When the local general store went out of business, the residents of Port Townsend, a small Washington city northeast of Olympic National Park, didn’t have many options for buying snow shovels and other everyday merchandise.

Instead of racking up thousands of collective miles making the 50-mile round trip drive to the nearest Walmart, a handful of residents decided to pool their money and open a new general store.

For funding, they turned to a process called a direct public offering, which allows communities to pool their money and invest in a new company — or, in this case, a new general store.

Although little-used, direct public offerings are gaining in popularity as investors pull money out of the stock market in favor of investing money directly in the community.

The effort is part of a much broader movement called “local investing” that, with the help of websites like Kickstarter, is increasingly connecting mom-and-pop investors with the business down the street.

Although Portland is considered behind other cities, it’s quickly catching up. Several local resources have sprung up to connect small businesses and retail investors.

• Springboard Innovation plans to use the direct public offering route to open an eastside incubator for startups. It’ll also host a series of seminars on local investing this summer.

• LION:PDX is a new organization modeled on the Port Townsend success and seeks to match local businesses and investors.

• Slow Money Northwest has tentatively planned a June event that would connect small business owners and retail investors.

• One PacificCoast Bank, which resulted from the merger of OneCalifornia Bank and ShoreBank Pacific, has a branch in downtown Portland. The bank has a strong reputation for fostering community investing.

The local investing movement has its roots in the effort to connect farmers with sympathetic consumers.

“Consumers want more healthy food from close to home,” said Tim Crosby, director of Slow Money Northwest. “Alongside that is the interest in wanting to get away from Wall Street.”

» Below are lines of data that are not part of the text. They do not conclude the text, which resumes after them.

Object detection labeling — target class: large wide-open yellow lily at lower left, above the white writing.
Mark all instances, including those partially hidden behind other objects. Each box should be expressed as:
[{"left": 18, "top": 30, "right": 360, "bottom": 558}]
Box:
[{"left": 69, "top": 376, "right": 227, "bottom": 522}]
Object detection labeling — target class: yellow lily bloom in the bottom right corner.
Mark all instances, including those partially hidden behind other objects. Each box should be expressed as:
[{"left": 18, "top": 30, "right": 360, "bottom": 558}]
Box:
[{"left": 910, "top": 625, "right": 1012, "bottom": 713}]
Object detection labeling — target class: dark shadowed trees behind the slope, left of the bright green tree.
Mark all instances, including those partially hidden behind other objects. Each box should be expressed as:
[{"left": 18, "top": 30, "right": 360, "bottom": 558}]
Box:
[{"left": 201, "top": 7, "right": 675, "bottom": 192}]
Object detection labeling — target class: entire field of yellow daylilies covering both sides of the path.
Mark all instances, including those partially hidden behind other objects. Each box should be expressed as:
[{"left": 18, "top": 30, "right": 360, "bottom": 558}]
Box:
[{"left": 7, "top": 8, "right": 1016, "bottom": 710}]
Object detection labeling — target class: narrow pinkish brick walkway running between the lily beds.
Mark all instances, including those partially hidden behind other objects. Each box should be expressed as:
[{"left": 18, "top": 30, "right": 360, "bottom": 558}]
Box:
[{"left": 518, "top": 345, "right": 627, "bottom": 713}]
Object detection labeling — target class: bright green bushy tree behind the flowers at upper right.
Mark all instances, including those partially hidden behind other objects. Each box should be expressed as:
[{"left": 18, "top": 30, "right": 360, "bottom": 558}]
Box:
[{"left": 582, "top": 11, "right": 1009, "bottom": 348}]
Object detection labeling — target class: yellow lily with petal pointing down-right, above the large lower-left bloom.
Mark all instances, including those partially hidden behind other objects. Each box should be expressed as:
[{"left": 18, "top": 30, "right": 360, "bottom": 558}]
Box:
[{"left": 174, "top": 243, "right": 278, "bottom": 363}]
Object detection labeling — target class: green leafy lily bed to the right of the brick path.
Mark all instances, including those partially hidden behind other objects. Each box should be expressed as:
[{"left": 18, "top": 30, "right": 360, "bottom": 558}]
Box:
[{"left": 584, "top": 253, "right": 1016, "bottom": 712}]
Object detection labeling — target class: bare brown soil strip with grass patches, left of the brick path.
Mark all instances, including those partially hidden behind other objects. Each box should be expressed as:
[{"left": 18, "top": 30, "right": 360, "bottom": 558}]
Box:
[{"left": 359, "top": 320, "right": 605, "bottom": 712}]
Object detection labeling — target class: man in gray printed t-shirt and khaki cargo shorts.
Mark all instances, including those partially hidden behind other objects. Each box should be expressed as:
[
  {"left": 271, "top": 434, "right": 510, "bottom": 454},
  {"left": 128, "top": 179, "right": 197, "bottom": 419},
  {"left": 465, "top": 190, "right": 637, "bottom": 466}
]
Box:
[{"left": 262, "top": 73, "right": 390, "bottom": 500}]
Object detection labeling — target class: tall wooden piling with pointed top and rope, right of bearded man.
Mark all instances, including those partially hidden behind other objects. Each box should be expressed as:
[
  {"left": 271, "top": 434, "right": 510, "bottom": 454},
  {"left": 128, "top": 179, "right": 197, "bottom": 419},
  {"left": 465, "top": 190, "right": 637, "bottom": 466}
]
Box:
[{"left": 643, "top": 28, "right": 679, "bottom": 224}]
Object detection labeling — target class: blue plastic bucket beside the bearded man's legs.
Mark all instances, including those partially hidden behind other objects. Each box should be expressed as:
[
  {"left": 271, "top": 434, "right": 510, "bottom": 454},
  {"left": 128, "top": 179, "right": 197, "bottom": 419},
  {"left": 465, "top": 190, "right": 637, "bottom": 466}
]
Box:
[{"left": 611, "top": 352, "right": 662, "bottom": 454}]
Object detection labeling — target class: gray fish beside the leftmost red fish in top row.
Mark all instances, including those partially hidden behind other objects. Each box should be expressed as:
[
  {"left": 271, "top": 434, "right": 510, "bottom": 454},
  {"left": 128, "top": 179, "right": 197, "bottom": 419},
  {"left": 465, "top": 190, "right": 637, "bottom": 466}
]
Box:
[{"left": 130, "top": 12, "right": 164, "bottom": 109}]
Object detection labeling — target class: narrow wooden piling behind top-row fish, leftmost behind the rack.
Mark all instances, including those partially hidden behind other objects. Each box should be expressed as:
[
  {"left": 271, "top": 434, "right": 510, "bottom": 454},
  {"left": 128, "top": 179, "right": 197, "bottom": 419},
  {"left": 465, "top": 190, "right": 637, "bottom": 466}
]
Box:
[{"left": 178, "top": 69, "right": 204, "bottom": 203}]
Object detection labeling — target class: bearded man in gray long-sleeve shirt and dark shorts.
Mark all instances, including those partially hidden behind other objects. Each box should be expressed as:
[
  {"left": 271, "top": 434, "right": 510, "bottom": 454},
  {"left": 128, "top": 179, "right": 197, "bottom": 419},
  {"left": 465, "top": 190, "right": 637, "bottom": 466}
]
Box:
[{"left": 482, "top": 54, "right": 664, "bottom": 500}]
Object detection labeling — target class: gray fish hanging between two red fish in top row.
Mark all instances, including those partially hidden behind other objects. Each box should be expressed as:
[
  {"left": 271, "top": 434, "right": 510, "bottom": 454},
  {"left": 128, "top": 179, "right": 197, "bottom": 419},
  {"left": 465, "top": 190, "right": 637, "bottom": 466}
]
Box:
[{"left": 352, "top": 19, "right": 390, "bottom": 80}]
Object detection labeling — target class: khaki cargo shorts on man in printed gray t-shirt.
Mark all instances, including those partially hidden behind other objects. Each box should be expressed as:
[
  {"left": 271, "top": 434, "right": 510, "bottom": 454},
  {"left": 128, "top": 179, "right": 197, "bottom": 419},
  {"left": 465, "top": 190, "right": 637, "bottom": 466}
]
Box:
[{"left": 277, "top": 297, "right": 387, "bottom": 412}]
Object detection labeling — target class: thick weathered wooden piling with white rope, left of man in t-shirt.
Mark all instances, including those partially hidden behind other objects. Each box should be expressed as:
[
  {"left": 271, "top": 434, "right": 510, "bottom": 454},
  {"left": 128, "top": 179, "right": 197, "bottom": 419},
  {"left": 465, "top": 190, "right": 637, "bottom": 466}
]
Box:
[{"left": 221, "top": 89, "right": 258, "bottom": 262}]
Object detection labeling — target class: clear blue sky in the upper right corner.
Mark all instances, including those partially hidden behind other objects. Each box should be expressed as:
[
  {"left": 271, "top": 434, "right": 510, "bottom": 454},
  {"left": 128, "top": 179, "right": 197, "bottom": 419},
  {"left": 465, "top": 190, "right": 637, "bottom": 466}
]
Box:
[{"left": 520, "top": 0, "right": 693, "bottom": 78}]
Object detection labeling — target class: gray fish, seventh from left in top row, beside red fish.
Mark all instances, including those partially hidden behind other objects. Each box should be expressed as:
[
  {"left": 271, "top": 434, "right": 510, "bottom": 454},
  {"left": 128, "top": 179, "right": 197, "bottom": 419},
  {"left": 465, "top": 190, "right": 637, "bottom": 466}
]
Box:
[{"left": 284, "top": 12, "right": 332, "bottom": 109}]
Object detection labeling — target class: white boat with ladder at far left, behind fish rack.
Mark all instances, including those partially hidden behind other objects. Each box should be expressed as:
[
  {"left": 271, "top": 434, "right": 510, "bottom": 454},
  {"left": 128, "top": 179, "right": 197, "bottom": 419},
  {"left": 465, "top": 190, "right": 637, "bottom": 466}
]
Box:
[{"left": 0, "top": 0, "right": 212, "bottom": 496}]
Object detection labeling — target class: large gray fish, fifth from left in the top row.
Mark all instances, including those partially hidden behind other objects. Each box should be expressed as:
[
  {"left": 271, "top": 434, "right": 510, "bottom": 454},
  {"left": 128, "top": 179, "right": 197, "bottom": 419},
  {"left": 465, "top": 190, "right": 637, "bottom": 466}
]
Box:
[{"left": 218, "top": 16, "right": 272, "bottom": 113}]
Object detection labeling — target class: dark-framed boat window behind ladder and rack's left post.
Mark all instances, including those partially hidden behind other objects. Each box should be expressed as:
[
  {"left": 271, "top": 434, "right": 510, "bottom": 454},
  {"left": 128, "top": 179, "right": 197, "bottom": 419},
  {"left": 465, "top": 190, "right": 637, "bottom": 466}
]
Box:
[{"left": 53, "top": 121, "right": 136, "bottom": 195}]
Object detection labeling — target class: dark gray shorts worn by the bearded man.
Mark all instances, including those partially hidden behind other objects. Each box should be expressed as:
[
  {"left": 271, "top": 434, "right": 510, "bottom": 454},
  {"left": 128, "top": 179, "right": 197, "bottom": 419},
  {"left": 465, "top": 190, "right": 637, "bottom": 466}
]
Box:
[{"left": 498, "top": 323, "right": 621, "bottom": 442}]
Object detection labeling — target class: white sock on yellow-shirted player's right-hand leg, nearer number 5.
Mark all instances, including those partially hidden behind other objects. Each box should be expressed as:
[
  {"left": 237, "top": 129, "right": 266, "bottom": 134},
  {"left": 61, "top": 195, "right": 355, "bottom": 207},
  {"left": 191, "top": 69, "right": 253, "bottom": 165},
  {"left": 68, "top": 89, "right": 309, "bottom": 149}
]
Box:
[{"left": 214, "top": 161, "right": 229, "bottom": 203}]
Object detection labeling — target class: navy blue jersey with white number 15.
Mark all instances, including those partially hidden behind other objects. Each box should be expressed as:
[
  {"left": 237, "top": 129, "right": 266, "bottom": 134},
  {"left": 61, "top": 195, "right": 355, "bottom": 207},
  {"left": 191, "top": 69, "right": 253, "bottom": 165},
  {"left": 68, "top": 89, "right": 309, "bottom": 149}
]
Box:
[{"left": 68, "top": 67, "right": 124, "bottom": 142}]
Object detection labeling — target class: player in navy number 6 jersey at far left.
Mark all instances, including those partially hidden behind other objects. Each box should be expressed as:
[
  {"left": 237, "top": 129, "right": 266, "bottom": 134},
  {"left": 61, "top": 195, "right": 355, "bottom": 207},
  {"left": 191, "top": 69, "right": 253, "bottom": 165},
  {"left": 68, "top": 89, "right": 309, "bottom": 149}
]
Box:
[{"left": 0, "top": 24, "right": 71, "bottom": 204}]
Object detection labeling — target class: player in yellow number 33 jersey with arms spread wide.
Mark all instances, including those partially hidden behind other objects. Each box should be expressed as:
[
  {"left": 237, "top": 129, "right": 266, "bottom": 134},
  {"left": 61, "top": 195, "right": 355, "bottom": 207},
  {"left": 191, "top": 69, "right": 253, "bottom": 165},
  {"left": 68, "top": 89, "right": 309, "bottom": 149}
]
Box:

Crosby’s group works with farmers ranging from hazelnut growers to lettuce farmers who need anywhere from $40,000 to $250,000.

Seattle-based Slow Money Northwest is part of a national group with 14 chapters that’s spurred $16.5 million in investment in 102 companies.

He plans to hold an event in mid-June in Portland that will bring together investors and small-business owners.

Much of the work of Crosby’s group and others hinges on finding creative solutions to U.S. Securities and Exchange Commission rules that limit marketing investment opportunities to “non-accredited,” investors, basically people with less than $1 million in invests and annual income below $250,000.

The SEC rule exists to protect unsophisticated investors.

Efforts like Kickstart and the nascent crowd funding movements have started to find ways around that rule.

“What’s becoming very, very cool is freeing up opportunities for non-accredited investors,” said Amy Pearl, executive director of Springboard Innovation.

Some estimate 96 percent of the people with excess cash to invest qualify as non-accredited investors, Pearl said.

“It’s people like me,” she said. “They have $100 to $200, maybe $2,000, maybe $20,000, in savings. I don’t want to put it in the stock market and I can’t go to some angel club and wait for five years.”

That’s largely who invested in the Quimper Mercantile Co., Port Townsend’s soon-to-be 15,700-square-foot general store.

Shares cost $100 and were limited to no more than $50,000 per investor in order to prevent one person from gaining control of the new company. The biggest investor purchased $25,000 in shares.

A lot of investors purchased less than $500 in stock, said CEO Peter Quinn.

When it opens at the end of the summer, the store will employ around eight people. It could eventually employ 14.

Springboard Innovation’s Pearl said similar deals will soon be much more common.

“The answer is financing,” she said. “The answer is the money. We need to figure out how to create different kinds of deals and education people about what they can do legally.”